Ambitious expansion plans and aggressive marketing strategies are likely to help Aries Agro achieve future growth
COMPANY: ARIES AGRO
ISSUE SIZE: RS 54-58.5 CRORE
PRICE BAND: RS 120-130
DATE: DECEMBER 14-19, ’07
FOUNDED IN 1969 by the Mirchandani family, the Mumbai-based Aries Agro manufactures micronutrients and other nutritional products for plants and animals. The company is raising funds from the primary equity market to fund the five-fold expansion of its production capacities and to strengthen its marketing network. Investors with a 12-month horizon can consider investing in the IPO.

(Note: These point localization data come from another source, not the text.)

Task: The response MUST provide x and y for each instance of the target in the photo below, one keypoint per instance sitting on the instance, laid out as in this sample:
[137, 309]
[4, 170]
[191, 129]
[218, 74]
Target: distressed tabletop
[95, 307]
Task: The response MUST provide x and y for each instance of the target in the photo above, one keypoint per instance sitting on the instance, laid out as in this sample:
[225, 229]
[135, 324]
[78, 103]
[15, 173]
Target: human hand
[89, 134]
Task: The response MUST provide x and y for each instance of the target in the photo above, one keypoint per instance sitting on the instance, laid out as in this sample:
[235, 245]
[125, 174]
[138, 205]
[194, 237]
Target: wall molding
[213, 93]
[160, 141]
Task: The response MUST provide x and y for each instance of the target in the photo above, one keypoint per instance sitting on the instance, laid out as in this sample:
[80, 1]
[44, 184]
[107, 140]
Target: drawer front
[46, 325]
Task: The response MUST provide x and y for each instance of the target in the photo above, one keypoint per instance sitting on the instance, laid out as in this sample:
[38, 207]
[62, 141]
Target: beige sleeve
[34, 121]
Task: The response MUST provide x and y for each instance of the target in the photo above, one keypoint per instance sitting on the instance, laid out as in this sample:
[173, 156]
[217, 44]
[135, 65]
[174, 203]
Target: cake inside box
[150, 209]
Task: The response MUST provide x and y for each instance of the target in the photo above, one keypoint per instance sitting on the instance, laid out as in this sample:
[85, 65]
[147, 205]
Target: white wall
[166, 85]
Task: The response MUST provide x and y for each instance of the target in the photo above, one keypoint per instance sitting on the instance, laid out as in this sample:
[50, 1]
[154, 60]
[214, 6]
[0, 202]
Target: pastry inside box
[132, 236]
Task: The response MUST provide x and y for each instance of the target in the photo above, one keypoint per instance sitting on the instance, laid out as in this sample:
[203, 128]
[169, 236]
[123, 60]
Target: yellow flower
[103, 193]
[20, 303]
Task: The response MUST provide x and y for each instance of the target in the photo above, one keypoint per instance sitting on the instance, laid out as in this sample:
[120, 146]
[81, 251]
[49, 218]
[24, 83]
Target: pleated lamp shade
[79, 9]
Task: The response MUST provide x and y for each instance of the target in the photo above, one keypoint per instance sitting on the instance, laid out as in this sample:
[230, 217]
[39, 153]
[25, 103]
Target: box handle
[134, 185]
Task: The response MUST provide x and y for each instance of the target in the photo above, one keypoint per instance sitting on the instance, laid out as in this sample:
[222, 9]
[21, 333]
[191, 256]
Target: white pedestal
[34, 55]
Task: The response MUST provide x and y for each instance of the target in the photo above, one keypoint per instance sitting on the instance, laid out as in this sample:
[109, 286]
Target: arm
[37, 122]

BUSINESS: The company markets a comprehensive portfolio of micronutrients under 41 different brands to nearly seven million farmers through a network of around 6,000 dealers. Micronutrients are elements such as iron, boron, manganese and molybdenum required for the growth of agricultural plants. The company imports certain products such as water-soluble nitrogen, phosphorus and potassium (NPK) fertilisers and markets them in India under its own brand name. It tries to provide maximum customisation in its products to suit the specific geographical and crop needs. Aries Agro has a 21,600 tonnes per annum (tpa) manufacturing capacity at four plants. This is expected to increase to nearly 1,00,000 tpa after it sets up four new plants. The company will also invest in its UAEbased subsidiary, Golden Harvest, to set up another manufacturing plant. It operates in a seasonal industry and clocks over 65% of its annual turnover from July to December, compared to the rest of the year.
GROWTH FACTORS: Aries Agro’s new plants will commence production one by one between February ’08 and September ’08. Domestic demand for micronutrients is currently estimated at 2.5 lakh tonnes, with a growth rate of over 8% per annum. It plans to purchase 100 trucks to market its products, which will improve its geographical footprint. The company focuses on R&D to bring out new products. It has established brands and strong distribution capabilities. The company also has long-term plans to enter the seeds and farm equipment businesses and has established two subsidiaries for the purpose.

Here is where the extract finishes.